KADRUNISME QUO VADIS?
Nyaris tak ada yang serius dalam polarisasi politik dan polemik yang berlangsung di negeri ini. Terkesan tak ada yang konsisten selain hiruk pikuk reaktif sebagai letupan sesaat mengikuti arahan konduktor orkestra isu. Alih-alih menyoroti biangnya, malah sibuk mengunyah isu-isu tak fundamental.
Kadrunisme tak lagi identik dengan wahabisme, cingkrang dan jenggot acak. Ia bisa hadir dalam aneka kemasan songkok, sarung, jas, seragam aparat hukum, bahkan di balik mulut yang teriak NKRI harga mati.
Sampainya seorang agamawan ultra intoleran ke posisi politik yang sangat tinggi adalah bukti tak terbantahkan makin kuatnya politik identitas (kadrunisme).
Kadrunisme kini tak hanya di BUMN, universitas-universitas negeri, medsos, meme, iklan klepon dan aksi-aksi jalanan tapi dalam pusat pengambilan keputusan. Itu artinya, menentang kadrunisme bisa dianggap nyinyir kepada pemerintah.

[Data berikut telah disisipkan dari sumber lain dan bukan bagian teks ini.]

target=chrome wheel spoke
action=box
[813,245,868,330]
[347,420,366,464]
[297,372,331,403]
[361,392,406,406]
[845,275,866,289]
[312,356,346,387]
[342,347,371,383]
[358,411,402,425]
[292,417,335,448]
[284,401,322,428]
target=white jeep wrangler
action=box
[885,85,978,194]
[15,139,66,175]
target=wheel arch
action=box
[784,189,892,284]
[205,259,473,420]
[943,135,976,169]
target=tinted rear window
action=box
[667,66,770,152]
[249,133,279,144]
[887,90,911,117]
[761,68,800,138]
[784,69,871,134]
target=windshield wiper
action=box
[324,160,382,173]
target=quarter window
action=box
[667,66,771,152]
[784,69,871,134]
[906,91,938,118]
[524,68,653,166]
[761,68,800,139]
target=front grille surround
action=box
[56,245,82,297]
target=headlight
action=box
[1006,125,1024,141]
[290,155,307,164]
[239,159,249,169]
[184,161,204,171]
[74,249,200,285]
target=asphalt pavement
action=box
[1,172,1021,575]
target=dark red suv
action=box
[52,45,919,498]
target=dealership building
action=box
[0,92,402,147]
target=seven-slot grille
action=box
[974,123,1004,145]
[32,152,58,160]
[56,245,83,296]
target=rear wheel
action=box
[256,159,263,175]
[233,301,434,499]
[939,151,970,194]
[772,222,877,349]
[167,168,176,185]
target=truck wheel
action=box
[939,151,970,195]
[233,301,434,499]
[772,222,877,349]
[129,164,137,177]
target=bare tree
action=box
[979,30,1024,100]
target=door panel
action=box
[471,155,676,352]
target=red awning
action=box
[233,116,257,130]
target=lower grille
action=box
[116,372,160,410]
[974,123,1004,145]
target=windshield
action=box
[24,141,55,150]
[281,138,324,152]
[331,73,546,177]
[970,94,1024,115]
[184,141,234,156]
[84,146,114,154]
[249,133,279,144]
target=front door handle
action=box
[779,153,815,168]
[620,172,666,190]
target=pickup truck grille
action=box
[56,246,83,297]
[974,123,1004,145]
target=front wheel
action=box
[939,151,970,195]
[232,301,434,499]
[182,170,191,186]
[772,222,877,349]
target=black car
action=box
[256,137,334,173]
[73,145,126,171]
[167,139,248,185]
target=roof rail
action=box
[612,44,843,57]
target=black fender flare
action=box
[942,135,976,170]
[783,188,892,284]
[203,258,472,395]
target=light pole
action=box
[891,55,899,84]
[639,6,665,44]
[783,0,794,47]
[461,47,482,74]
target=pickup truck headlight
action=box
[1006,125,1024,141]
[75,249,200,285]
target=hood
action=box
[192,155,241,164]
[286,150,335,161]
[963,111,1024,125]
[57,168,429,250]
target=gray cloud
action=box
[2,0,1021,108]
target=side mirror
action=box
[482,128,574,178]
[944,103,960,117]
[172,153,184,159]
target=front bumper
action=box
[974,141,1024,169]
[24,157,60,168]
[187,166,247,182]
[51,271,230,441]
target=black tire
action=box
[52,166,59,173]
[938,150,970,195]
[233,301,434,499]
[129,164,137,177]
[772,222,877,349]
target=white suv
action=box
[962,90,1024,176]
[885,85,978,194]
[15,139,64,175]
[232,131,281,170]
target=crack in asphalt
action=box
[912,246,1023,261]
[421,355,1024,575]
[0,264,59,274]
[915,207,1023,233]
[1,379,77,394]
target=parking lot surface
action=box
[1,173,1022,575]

Dalam alur hierarkimya, penentang kadrunisme boleh jadi berada dalam lingkaran kekuasaan yang digenggam dedengkot instruktur tertinggi kadrunisme. Yang lebih tragis dari nasib klepon adalah hilangnya rasa aman bagi warga yang diberi label sesat, menyimpang dan semacamnya.